I have read enough pleas and emails from wilderness advocacy groups where the issue is only bikes, and they implore their members to comment to know this is intentional. The term bike is never used, only mechanized or mechanical. It makes me wonder if they fear their own members don’t support their anti-bike fears.
I tend to agree with some of the concerns expressed here that the survey instrument suffers flaws that beg the question of whether or not the survey sponsors were seeking to skew the results. Other defects may indeed have been the result of administrative or funding constraints, but they may be defects nonetheless.

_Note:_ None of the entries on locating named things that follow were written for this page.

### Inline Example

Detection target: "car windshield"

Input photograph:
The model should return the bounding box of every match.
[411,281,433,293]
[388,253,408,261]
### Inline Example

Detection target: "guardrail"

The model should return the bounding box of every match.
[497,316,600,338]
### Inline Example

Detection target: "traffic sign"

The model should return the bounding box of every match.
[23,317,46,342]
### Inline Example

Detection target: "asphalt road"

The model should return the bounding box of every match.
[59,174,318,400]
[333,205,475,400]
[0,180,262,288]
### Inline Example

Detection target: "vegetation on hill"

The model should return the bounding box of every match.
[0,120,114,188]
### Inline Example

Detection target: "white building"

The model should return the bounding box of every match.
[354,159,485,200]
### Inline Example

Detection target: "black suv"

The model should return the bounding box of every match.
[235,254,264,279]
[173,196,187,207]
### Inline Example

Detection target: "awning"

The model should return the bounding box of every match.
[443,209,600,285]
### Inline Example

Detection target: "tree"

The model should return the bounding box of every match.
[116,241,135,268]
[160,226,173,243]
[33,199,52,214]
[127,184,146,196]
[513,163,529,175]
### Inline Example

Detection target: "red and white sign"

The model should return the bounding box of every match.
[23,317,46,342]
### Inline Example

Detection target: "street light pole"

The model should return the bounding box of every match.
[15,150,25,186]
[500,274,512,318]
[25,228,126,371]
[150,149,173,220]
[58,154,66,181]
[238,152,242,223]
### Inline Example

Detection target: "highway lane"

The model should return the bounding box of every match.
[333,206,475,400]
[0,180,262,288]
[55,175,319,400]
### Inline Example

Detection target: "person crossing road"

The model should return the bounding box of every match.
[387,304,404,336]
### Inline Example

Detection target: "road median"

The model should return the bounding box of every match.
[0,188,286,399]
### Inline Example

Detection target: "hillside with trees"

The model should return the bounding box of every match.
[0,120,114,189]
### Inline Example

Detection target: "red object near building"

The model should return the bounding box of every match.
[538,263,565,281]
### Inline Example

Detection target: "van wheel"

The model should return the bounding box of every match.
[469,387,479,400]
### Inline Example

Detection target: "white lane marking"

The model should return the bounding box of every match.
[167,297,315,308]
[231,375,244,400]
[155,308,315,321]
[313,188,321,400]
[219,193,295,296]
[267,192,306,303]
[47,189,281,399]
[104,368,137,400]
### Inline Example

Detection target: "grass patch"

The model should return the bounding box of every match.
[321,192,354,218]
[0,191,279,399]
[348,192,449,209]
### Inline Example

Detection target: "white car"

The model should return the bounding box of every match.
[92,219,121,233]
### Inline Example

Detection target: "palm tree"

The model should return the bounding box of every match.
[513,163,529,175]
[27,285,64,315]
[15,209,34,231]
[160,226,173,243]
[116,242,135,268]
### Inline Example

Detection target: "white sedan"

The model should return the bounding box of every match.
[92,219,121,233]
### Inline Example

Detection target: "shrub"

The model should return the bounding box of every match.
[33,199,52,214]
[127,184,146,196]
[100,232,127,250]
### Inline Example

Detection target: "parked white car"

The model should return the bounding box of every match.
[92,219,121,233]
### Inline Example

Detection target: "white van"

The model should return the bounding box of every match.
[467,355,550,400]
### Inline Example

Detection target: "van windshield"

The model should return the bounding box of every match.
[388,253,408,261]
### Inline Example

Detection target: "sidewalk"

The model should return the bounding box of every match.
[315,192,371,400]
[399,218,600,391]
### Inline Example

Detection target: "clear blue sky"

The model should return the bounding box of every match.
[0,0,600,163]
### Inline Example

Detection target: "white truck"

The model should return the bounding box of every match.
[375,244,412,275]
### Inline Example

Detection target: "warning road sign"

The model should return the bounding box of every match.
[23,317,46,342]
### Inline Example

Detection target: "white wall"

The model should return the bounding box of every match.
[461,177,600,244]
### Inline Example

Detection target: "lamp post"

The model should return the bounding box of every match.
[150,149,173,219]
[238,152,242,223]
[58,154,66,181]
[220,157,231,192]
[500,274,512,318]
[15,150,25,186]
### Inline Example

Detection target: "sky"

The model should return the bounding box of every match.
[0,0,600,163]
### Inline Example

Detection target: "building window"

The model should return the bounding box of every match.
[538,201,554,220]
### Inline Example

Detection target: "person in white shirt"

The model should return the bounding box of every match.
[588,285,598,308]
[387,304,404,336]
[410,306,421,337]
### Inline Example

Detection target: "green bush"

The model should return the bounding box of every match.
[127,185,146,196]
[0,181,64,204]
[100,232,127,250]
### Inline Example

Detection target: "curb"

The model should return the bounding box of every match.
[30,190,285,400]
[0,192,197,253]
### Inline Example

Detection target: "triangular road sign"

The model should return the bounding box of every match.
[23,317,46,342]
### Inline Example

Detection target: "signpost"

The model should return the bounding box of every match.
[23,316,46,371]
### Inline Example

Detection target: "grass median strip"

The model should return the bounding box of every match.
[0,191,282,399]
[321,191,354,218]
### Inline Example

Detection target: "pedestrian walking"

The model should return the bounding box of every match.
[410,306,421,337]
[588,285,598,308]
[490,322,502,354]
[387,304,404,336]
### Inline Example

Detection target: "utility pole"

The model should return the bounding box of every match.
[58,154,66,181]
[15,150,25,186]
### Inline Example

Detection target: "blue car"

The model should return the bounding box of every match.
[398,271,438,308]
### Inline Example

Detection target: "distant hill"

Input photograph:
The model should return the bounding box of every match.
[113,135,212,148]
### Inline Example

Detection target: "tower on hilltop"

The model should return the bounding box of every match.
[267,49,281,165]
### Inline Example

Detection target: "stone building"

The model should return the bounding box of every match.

There’s no need to get cheeky about people confusing Wilderness with RV parks. The failures in this survey are more along the lines of asking respondents if they think having health insurance is a good thing and then concluding they favor a universal single-payer system.
Lumping such vastly divergent things as bicycles and bulldozers into “motorized/mechanized” is poor survey design at best. At worst, it risks significantly compromising the validity of the results. Far from finding Wilderness “conspicuously defined” in the survey instrument, I see any practical definition of Wilderness – including how it relates to bicycles – as conspicuously obfuscated.
I’m going to defend Jennifer. I think….
When working for the OHV community in Utah during the very early 1990’s, we commissioned a small survey of just under 500 registered voters in Utah. We also did a similar poll in Colorado during the mid 1990s. Each had 3 components, a series of questions about support for Wilderness designations, a brief education of what activities are and are not allowed in Wilderness, and then the same questions again.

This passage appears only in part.